The JCI paper was supported by grants from the National Institutes of Health to Dr. Pandolfi and partially supported by the National Cancer Institute Harvard SPORE in breast cancer (2P50CA089393) as well as support from the Breast Cancer Foundation. Carracedo was also supported by EMBO, the Ramon y Cajal award (Spanish Ministry of Education), Instituto de Salud Carlos, the Marie Curie Reintegration grant and the Basque government, Ito was supported by a K99 grant.

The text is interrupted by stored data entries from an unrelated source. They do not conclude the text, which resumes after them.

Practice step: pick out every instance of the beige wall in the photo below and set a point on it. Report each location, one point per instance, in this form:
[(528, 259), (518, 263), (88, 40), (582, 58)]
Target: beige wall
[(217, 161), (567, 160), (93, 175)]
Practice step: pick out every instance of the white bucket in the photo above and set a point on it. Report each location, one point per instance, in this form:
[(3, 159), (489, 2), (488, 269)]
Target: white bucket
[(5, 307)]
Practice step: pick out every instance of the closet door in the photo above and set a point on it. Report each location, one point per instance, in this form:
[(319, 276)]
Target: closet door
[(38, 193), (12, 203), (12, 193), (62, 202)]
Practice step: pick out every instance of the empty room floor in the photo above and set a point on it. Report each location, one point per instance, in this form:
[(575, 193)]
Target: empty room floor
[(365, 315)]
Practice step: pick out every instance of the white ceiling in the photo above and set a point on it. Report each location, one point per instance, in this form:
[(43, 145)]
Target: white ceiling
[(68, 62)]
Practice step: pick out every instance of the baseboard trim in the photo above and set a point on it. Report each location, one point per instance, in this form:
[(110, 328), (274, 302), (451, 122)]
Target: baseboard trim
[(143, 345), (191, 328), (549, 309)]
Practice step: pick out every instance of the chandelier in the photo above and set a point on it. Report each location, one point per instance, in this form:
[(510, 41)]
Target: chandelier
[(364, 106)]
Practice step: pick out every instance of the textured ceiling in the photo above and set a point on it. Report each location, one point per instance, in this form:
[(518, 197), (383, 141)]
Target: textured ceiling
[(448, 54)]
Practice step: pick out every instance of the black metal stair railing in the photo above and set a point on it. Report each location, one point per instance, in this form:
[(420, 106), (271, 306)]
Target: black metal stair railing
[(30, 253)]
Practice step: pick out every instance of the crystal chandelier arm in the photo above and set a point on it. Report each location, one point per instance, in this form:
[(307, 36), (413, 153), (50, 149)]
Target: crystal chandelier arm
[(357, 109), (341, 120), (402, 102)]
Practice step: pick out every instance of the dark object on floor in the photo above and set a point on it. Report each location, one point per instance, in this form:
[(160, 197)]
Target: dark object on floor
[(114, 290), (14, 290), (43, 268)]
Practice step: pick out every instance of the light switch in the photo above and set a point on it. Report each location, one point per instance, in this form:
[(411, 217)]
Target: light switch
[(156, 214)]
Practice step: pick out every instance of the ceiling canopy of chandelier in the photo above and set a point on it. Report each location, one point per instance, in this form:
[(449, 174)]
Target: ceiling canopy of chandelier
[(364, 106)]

Authors of the Nature Medicine paper include lead authors Carracedo and Ito; BIDMC investigators Dror Weiss, Ugo Ala and David Avigan; Fumio Arai and Toshio Suda of Keio University School of Medicine, Tokyo, Japan; Zachary T. Schafer of the University of Notre Dame; Ronald M. Evans of The Salk Institute for Biological Studies; and Chih-Hao Lee of the Harvard School of Public Health.
The Nature Medicine paper was supported by National Institutes of Health (NIH) grants, including a K99 NIH grant to Ito. Carracedo was supported by EMBO, the Ramon y Cajal award (Spanish Ministry of Education), Instituto de Salud Carlos, the Marie Curie Reintegration grant and the Basque government.